Even more recently, another group analyzed gene expression in both the Asian HapMap samples and the European HapMap samples and found that around 25% of the genes in the two were differentially expressed, and that this differential expression is due to genetic differences in many cases. The road from genotype to phenotype goes through gene expression, so this is a major step in connecting genetic variation to phenotypic variation.

So it's clear that populations differ genetically and that these differences are relevant phenotypically and informative about race. So, do genetic differences explain racial differences in any given phenotype? I hope that for phenotypes like eye color and skin color people accept the answer as obviously yes; these sorts of things have been convincingly demonstrated. For other phenotypes like IQ or personality, if you're inclined to react negatively, I say wait a few years before you get too confident; the study of human genetic variation is in its infancy, and once it hits adolescence it's going to start becoming a real pain in the ass.

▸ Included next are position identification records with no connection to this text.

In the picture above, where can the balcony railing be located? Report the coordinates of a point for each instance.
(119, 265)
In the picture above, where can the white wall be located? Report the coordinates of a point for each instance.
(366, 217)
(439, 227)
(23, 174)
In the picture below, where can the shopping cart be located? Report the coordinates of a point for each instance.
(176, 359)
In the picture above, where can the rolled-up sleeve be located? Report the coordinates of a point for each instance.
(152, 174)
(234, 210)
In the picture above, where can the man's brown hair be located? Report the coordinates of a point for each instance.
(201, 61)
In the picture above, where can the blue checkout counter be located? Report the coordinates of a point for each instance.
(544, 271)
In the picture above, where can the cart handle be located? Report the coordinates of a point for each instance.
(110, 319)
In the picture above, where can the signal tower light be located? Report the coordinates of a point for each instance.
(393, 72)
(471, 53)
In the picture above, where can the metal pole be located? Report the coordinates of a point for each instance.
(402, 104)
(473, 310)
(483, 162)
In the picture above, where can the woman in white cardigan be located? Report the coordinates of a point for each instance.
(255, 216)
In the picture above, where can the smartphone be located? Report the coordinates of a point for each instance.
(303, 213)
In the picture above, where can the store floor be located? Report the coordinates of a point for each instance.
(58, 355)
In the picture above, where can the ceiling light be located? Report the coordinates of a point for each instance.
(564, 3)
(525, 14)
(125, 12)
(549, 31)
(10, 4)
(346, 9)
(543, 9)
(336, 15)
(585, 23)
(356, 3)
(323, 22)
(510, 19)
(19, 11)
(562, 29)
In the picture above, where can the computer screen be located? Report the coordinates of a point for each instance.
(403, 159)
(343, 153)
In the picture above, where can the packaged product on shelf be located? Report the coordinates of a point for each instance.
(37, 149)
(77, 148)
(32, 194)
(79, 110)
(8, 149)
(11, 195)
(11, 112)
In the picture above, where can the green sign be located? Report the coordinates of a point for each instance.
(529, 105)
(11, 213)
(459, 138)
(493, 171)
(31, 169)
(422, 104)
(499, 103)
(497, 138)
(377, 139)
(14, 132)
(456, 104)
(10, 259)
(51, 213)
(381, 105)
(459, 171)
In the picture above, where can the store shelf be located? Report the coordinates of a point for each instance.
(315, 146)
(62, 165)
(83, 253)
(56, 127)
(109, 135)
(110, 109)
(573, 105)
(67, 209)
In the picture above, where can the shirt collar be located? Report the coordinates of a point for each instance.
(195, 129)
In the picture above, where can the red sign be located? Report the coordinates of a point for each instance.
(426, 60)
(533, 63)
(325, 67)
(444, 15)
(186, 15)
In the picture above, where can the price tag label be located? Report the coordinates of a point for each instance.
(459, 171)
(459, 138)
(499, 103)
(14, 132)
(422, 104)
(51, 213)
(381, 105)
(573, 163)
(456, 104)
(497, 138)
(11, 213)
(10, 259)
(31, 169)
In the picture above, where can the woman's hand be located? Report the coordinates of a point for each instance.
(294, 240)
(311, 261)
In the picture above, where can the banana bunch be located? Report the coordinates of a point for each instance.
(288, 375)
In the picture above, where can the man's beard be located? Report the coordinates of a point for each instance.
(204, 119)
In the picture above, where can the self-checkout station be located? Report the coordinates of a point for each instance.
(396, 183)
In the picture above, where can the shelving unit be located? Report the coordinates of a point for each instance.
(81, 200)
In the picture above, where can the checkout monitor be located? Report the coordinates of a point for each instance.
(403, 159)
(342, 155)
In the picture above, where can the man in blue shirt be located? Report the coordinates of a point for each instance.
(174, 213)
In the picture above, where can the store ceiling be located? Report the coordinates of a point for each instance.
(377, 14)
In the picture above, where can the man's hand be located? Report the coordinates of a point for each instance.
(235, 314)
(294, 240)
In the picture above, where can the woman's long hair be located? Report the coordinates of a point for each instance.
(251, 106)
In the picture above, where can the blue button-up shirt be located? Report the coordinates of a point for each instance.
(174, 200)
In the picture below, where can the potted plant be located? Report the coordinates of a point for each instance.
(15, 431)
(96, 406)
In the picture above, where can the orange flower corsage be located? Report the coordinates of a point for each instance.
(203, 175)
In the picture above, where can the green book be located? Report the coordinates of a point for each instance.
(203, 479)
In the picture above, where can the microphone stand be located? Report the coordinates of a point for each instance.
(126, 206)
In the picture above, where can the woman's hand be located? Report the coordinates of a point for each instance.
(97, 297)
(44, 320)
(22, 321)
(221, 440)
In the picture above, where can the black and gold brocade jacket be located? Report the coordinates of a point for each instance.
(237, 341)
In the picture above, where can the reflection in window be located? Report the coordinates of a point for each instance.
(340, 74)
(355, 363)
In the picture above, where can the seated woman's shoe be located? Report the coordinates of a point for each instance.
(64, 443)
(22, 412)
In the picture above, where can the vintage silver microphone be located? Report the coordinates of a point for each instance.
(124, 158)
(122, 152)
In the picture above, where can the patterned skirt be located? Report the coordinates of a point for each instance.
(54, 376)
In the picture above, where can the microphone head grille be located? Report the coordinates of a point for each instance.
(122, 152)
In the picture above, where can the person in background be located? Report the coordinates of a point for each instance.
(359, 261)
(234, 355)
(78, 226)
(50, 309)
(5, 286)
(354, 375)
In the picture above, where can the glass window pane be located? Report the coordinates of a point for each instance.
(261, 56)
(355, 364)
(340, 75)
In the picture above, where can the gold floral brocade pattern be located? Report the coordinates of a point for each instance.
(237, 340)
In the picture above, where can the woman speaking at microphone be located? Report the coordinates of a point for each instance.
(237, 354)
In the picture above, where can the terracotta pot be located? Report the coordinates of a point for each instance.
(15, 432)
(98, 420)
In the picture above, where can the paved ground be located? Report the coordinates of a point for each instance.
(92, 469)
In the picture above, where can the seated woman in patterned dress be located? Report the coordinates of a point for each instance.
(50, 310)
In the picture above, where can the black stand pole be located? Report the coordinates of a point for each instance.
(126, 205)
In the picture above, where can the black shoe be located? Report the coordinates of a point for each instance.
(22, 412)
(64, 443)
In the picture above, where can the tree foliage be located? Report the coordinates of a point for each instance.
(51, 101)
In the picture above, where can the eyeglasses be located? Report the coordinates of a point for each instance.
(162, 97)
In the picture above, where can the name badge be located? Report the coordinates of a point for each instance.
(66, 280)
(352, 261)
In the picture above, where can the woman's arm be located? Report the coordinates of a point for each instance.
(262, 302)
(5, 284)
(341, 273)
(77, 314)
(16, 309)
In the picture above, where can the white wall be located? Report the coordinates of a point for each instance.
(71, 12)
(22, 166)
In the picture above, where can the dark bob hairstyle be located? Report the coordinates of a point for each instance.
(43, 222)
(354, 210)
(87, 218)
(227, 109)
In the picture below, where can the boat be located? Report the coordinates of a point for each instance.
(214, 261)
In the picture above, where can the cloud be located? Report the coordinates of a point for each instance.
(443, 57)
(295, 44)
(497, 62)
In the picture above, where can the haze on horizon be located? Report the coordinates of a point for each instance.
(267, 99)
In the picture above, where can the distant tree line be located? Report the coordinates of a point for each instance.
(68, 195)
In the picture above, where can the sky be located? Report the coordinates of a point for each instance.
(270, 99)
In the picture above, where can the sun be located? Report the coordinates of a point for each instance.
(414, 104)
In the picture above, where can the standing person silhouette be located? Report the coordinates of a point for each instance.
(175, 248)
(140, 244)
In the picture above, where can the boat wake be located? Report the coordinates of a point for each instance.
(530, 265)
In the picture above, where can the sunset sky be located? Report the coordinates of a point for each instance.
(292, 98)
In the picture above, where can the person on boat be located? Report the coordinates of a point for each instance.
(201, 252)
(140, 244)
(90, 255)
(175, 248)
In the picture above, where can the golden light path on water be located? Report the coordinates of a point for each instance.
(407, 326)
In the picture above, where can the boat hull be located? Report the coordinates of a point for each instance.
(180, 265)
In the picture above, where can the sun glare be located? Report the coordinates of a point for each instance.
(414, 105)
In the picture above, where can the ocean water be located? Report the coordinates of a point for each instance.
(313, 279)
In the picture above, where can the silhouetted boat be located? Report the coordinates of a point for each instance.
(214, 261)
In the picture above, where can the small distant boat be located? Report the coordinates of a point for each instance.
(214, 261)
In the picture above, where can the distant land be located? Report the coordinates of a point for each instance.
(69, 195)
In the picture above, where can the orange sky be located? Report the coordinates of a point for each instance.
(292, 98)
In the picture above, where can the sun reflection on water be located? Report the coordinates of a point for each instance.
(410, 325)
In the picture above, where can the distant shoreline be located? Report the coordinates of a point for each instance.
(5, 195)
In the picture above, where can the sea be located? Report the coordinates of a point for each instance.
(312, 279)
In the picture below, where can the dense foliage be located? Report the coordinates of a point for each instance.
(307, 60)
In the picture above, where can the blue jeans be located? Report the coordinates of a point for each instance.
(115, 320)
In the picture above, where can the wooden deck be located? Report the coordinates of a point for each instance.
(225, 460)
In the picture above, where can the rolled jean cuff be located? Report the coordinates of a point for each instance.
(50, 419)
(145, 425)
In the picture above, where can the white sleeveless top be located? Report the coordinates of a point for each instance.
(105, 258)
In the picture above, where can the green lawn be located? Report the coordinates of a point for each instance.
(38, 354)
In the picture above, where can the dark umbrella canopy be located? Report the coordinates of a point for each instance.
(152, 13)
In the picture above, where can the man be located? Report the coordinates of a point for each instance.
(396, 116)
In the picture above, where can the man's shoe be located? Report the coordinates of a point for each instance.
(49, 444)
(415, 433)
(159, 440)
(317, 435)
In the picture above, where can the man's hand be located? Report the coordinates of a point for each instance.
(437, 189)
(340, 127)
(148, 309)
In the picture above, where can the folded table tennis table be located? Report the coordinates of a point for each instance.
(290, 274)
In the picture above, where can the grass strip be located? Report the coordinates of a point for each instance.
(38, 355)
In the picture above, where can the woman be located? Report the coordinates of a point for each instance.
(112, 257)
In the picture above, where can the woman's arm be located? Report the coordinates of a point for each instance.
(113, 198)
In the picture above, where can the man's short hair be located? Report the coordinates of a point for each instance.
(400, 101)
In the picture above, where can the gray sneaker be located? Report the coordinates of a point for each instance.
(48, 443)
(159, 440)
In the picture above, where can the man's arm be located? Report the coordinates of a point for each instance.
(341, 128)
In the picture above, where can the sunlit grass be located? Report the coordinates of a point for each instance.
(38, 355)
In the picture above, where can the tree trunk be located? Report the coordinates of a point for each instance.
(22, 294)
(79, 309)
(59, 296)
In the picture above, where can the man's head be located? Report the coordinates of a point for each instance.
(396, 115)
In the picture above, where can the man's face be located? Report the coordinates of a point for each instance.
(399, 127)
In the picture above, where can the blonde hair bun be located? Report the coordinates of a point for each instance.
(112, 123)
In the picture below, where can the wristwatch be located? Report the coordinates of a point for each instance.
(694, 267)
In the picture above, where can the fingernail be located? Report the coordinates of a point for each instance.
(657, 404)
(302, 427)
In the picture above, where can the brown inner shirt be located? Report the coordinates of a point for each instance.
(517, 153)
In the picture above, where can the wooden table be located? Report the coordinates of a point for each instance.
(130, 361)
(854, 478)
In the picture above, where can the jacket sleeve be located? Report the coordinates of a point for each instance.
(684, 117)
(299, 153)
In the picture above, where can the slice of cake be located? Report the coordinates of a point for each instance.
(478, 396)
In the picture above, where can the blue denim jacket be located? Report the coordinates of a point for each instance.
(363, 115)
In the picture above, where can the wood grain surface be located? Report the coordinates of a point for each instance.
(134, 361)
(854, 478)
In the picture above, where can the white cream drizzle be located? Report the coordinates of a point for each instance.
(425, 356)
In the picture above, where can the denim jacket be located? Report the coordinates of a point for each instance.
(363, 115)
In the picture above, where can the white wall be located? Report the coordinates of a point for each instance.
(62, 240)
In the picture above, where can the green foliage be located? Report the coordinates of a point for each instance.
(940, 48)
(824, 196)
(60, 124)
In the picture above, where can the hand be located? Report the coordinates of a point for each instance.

[1]A note on race being a societal construct. To some extent, of course it is--some people that would be called "black" in the US might not be called "black" in France, for example (and not because of the language difference, for all you smartasses. The word "black" in French specifically refers to racial classification). I have enough faith in human intelligence to think that the first person who called race a societal construct did not mean that it had no biological component as well--note that the Wikipedia entry on adolesence refers to it as a "cultural and social phenomenon" but also "the transitional stage of human development in which a juvenile matures into an adult". People seem to somehow be able to keep the cultural and biological aspects of adolescence in their heads at the same time, as I imagine the first sociologists to study race were able to do (I may, of course, be wrong), yet somehow the fact that biological differences are interpreted through a cultural lens has somehow morphed into the idea that the biological differences don't exist to begin with (see, e.g. the ASA statement on race). Weird.